The third member of the party surprised House a bit. Sitting on the floor so that he could prop his elbows on the table and be at eye level with the others was a centaur from one of the southern tribes. The upper body of a handsome, dark-skinned young man blended at the waist into the withers of a sturdy equine with vivid black and white stripes. Centaurs were renowned for their wisdom, their great natural talents in archery, astronomy, music and healing almost as much as their reputation for imbibing too heavily in wine and carrying off young maidens.

It wasn't an entirely unfounded stereotype. Centaurs inhabited the forests and plains at a distance from most human settlements. Because, like horses, they lived in family groups of one male to several females, there were always going to be roving bands of frustrated, unattached young males. These were the centaurs most likely to stray into town, and, inexperienced with strong spirits, they tended to drink more than they could handle and get rowdy. A rowdy, inebriated centaur did much more damage to person and property than a similarly drunken human, but to judge the entire species by it was like basing one's opinion of humanity in general on the actions of a few drunken university boys. Cognizant of that, this centaur was drinking tea.

Eavesdropping shamelessly, House gathered that they'd already located the beast's lair in a notoriously haunted cave in the western Shatterspines, had pooled their respective lists of spells and were preparing to set off immediately to deal with the dragon. He grabbed his staff and levered himself upright, strolling over to them. The half-elf glanced up, politely inquiring, the centaur glared at him, and the cleric merely looked puzzled.

"Couldn't help overhearing you're planning to go down into that cave," he said, leaning over their table. "Great idea, kids. Let me know where to send the flowers."

"I beg your pardon," the cleric began.

A loud feminine shriek sounded from the direction of the kitchens, and suddenly House realized he'd lost track of James. The kitchen door banged open and the satyr skittered out, chased by a serving wench wielding a broom.

They thundered around the room, knocking over tables and chairs and sending drinks flying. The wench screamed curses and imprecations at the top of her lungs as she swung at James. Luckily she wasn't an enchantress, or he would've spent the next few thousand years working off the bad karma she'd wished against him. Finally, he spotted House and dove behind his legs.

"Stay out from under my skirts, you little wretch!" The broom slammed down, narrowly missing the tip of House's boots.

"Sorry," James peered out from behind him, grinning with unconvincing remorse. A strip of silky, lace-trimmed cloth was caught between his teeth. "Instincts, you know."

"Good to see death didn't rob you of your suave skill with the ladies," House snarled, grabbing him by a horn and giving him a good shake.

She eyed House, panting and red faced. "Get your pet out of here! And if you plan on bringing it back ever again, I advise you castrate it first."

The young wizards had quietly packed up and left during the commotion. And he still hadn't had his lunch! Keeping a death grip on James's horn, House dragged him outside.

Clear of the inn, he cast a preemptive Splendid Exorcism of Pain on himself, then began the task of drawing an intricate, nine-pointed star in the dirt with the tip of his staff.

"Shouldn't you go a little easy on the exorcisms," James asked. "Too many in too short a time and the demon just builds up a resistance.

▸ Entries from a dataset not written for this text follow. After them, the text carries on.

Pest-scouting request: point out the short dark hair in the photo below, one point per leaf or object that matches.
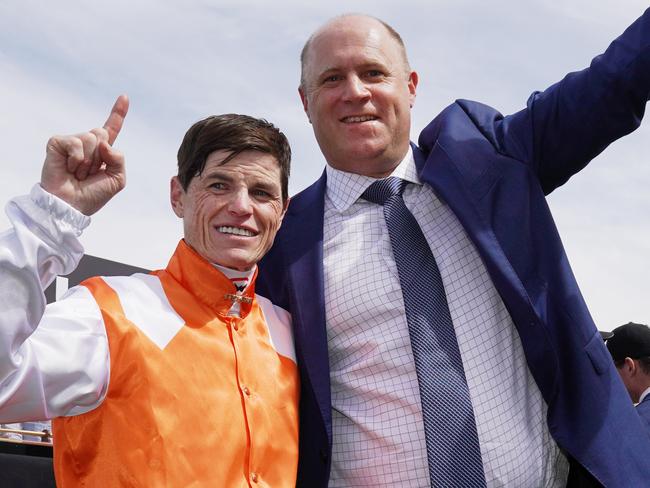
(234, 133)
(391, 31)
(644, 363)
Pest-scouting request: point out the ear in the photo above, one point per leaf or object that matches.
(176, 195)
(412, 84)
(305, 103)
(630, 367)
(285, 206)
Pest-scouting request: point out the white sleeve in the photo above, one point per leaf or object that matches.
(54, 361)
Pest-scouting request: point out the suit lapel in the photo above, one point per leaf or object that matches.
(303, 241)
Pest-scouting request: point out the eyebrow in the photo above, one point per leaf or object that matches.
(259, 182)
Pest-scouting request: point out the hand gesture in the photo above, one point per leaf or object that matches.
(83, 169)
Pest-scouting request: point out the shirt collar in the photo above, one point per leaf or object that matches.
(207, 283)
(343, 188)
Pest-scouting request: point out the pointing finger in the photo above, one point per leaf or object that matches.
(115, 120)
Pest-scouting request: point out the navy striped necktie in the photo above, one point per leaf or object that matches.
(453, 450)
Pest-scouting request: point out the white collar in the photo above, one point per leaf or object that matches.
(344, 188)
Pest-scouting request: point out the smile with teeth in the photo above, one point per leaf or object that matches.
(355, 119)
(238, 231)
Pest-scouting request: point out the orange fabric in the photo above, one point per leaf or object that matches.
(216, 407)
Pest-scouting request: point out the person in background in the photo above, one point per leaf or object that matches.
(629, 346)
(125, 366)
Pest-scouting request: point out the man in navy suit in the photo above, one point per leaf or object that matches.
(629, 346)
(543, 389)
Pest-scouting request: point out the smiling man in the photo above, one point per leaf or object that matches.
(127, 366)
(443, 340)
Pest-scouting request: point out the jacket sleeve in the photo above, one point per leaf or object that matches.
(53, 359)
(565, 126)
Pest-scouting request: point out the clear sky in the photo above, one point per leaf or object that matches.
(63, 63)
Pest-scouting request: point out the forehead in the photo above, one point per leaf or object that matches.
(352, 40)
(248, 165)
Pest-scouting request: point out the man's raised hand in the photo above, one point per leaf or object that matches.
(83, 169)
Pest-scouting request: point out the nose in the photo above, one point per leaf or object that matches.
(355, 89)
(240, 203)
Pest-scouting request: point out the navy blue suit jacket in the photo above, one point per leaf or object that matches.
(643, 410)
(493, 172)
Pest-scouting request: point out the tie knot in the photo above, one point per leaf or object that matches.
(382, 190)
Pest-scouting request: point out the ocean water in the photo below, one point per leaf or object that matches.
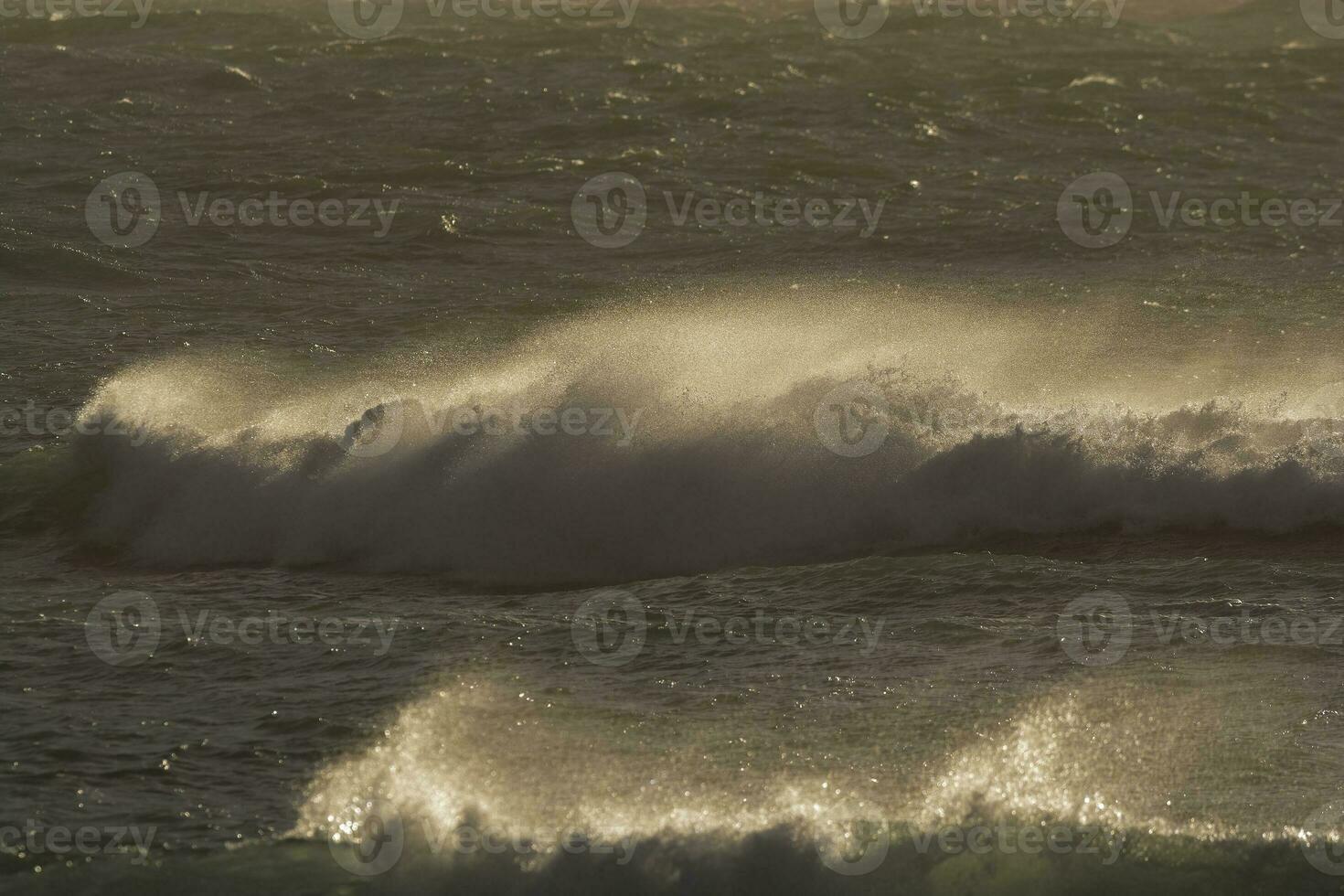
(540, 521)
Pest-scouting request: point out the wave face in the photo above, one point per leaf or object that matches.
(641, 443)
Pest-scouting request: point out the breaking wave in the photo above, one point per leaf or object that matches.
(643, 443)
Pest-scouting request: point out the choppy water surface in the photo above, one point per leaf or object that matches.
(504, 532)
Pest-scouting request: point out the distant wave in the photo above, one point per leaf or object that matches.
(699, 443)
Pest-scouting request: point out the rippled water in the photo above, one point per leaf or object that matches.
(755, 554)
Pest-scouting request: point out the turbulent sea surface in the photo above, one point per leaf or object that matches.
(862, 546)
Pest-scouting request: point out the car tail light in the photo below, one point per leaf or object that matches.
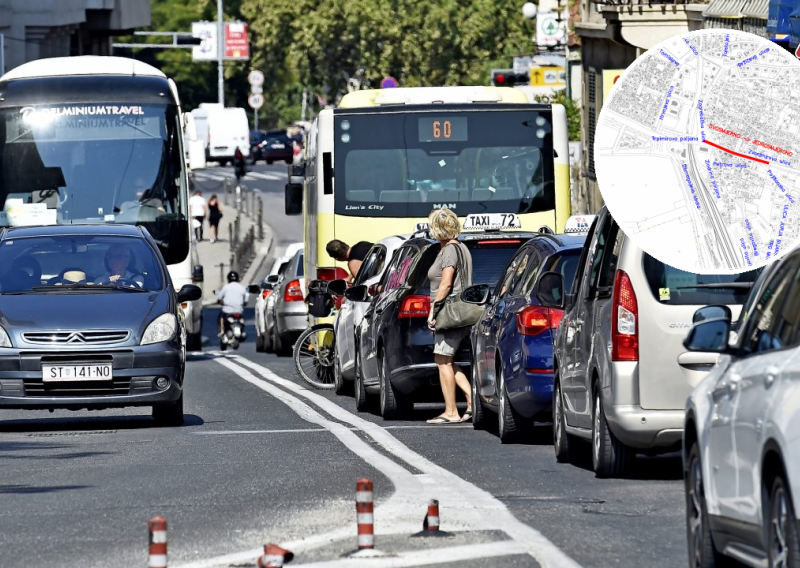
(624, 310)
(533, 320)
(293, 292)
(330, 274)
(415, 307)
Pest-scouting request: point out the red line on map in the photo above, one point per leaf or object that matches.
(735, 153)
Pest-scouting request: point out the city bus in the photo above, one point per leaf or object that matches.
(97, 140)
(380, 162)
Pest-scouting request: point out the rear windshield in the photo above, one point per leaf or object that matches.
(566, 264)
(676, 287)
(489, 261)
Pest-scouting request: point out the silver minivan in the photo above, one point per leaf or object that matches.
(621, 372)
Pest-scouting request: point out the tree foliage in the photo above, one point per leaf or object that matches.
(320, 47)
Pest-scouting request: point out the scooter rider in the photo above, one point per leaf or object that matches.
(233, 297)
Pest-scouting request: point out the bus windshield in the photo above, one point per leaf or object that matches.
(95, 163)
(402, 164)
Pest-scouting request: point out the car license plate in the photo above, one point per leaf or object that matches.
(56, 373)
(482, 221)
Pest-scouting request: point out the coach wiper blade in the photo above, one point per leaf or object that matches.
(721, 285)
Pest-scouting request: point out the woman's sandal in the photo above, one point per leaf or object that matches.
(443, 420)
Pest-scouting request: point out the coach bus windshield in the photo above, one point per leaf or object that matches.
(402, 164)
(95, 163)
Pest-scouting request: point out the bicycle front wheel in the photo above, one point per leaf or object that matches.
(314, 356)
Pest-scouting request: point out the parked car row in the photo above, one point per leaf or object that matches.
(624, 354)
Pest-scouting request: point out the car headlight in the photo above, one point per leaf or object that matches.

What will you do then?"

"I'll lay off the exorcisms when you learn to keep it in your pants," House said through gritted teeth. "Oh, sorry. You don't wear pants anymore."

"That's cold."

"I'll just bet." The star finished to his satisfaction, House stepped inside it and stabbed his staff down into the center. The crimson jewels embedded in its twisted length lit up with an eerie inner flame. James hastily hopped inside the star just as the teleportation spell activated.

When the three young wizards reached the top of the treacherous path along the western flank of the mountain, they were more than a little surprised to see the nosy old man from the tavern leaning against one of the boulders strewn around the entrance of the haunted cave and munching on a mutton and cheese sandwich.

"Fancy meeting you here. So this is what folks do for amusement nowadays," he said, wiping his mouth on his sleeve. "In my day, we used to bowl. But who am I to judge?"

"I don't know how you reached the cave before us, but I advise you go right back home, grandpa," the centaur said, putting a hand to the hilt of his massive broadsword. "It's not safe for you here."

He blinked, then calmly took a draught from his wine flask. "Pretty impressive sword, although you might have as much luck with a wax dagger and a glass shield."

"Are you just going to stand there and jeer?" The centaur demanded.

"No, I'm going to sit here and jeer," he replied, settling himself down on a flat topped stone and taking an apple and a small black bladed dagger from his pockets. He began to pare it industriously.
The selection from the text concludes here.